The WTO’S Goods Council on Tuesday approved the set of new executives to the 14 subsidiary bodies that report to the council. The new chairmen will take office when they have been formally elected by the committee or working party concerned.
Maria Araceli S. Escandor, who is posted to the Philippine mission to the WTO in Geneva, was selected to take charge of the agriculture committee of the Goods Council.
As such, Escandor will oversee the implementation of the Agriculture Agreement. She will be tasked to lead discussions and monitoring on how WTO members are complying with their commitments, particularly on reducing subsidies on farm and fisheries and regulating the flow of agricultural trade.
The committee she will be leading, which is made up of all WTO members, usually meets three or four times annually.
During those meetings, the committee reviews the growth of agricultural trade to see if export subsidies may be affecting it. In general, Escandor will head the monitoring of elimination of agricultural export subsidies, new rules for export credits and decisions on international food aid and exporting state trading enterprises.
The committee also reviews every three years the disciplines contained in the Nairobi Decision on export competition.
The Philippines will also oversee the monitoring of possible negative effects of agricultural reforms, especially in larger economies, on poorer countries and on net importing developing nations.
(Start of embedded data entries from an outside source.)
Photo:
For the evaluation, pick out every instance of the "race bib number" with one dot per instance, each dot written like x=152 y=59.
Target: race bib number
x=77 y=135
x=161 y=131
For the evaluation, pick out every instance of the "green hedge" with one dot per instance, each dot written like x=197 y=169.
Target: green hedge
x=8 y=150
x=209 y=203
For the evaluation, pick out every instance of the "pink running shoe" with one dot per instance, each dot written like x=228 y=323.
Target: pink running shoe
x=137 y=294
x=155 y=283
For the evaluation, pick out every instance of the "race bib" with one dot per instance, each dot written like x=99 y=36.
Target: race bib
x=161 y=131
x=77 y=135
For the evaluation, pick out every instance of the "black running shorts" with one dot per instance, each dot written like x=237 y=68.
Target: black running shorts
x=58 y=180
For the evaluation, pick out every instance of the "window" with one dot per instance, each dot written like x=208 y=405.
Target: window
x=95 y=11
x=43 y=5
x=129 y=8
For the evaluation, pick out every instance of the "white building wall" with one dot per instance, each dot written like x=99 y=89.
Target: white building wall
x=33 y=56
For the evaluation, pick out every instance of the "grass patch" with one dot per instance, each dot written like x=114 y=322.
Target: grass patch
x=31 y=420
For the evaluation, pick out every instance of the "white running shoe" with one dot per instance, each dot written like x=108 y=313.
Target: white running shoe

It should ensure farm policies do no harm on countries listed in the WTO’S net food importing developing countries.
The agriculture committee is also responsible for monitoring the implementation of the Bali Decision on tariff quota administration which established a mechanism to assess the tariff rate quota with low fill rates.
Aside from the Philippines, 13 other countries were picked to head the subsidiary bodies of the WTO Goods Councils: Russia on market access; Canada on sanitary and phytosanitary measures; Australia on technical barriers to trade; Colombia on trade-related investment measures; Finland on antidumping; Ecuador on customs valuation; Taiwan on rules of origin; Pakistan on import licensing; South Korea on subsidies and countervailing measures; Turkey on safeguards; Panama on state trading enterprises; Dominican Republic on trade facilitation; and Singapore on information technology agreement.